Still Life

October 8, 2015

Said Ismael Otruk is an 83 year-old Palestinian man born in the town of Acre in the 1930s. Now part of Israel, Acre is approximately 4,000 years old—“one of the oldest continuously inhabited cities in the world” (http://whc.unesco.org/en/list/1042). Said and his family were forced to move from Acre during the Palestinian resettlement of 1948. They moved to Sidon, Lebanon, when he was an adolescent. Now, sharing life memories with videographer Diana Allan and a translator, he thumbs through a handful of worn black and white photographs of scenes from his boyhood years in Acre. He stops at a picture of a young man lying in a small fishing boat. The youth is wearing a turtleneck sweater and sports jacket; he appears relaxed and confident. Speaking in Arabic (with English subtitles), Said reads the words he wrote on the photograph many years ago: “ ‘Acre and Said in the Golden Years’. In Acre, the sun would rise and set on us and we would be at sea. This was the Golden Age. That’s what I put on the photo to remember Acre.”

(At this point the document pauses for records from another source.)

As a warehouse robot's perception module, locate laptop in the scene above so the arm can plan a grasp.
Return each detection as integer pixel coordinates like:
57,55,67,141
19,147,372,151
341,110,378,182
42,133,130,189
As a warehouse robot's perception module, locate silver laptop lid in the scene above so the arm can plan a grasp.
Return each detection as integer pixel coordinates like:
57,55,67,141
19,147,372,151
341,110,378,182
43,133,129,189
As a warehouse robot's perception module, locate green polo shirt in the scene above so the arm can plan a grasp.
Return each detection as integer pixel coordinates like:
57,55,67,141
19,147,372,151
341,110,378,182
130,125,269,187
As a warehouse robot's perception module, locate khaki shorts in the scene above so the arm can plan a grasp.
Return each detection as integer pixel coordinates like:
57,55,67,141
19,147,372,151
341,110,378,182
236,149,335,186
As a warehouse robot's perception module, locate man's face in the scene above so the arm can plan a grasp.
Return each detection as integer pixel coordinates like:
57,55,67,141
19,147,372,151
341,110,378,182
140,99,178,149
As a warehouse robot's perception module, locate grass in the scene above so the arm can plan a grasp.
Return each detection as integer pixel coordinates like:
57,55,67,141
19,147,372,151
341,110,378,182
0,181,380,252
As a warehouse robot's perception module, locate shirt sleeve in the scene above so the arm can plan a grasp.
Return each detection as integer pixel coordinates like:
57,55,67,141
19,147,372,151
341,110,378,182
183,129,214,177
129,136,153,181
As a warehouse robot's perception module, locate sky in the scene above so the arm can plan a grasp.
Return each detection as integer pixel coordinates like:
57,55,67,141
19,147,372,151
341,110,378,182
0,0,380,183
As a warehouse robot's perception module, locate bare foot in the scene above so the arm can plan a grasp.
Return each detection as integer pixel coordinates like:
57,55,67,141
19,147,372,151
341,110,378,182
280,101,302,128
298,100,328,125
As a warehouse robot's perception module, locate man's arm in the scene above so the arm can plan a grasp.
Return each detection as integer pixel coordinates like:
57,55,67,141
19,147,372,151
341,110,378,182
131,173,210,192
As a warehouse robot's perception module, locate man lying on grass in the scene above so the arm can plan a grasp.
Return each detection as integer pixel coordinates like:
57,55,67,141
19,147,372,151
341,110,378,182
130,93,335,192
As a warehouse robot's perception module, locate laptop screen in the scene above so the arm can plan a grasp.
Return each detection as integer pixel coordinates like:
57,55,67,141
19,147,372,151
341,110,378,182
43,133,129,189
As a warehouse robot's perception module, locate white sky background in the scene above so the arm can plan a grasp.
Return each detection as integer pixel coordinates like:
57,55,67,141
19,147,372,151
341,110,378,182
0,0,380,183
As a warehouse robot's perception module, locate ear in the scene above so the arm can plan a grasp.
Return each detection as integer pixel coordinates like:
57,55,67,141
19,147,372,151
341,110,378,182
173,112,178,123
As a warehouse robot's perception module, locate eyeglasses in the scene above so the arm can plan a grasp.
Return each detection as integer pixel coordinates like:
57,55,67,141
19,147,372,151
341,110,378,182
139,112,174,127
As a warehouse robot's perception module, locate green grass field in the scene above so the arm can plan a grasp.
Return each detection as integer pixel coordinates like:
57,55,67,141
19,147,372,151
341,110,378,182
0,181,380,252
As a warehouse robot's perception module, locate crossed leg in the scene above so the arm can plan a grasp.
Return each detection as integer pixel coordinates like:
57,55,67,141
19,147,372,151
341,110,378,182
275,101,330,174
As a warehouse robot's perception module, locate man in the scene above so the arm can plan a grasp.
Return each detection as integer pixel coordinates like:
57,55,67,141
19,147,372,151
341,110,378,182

Brief and subdued, Still Life is remarkably intimate in its telling and content. The silent spaces in the film say as much as Said’s words in making it clear that we are in a realm of memory that is more than special for him—it is almost sacred. His trembling fingers move steadily through the stack of photos he holds in his hands. Sometimes he stops, stares intently at an image for several seconds, strokes it with his thumb, then moves on to another, wordless. The photos evoke memories and visions of Acre. He shares a photo of a several boys lounging in a group—the “football team”: “When we were young we would play and we would clean the area of small stones. We were a group of 10–15 children. We taught one another. Ah, that was a story among stories! Oh-h-h.”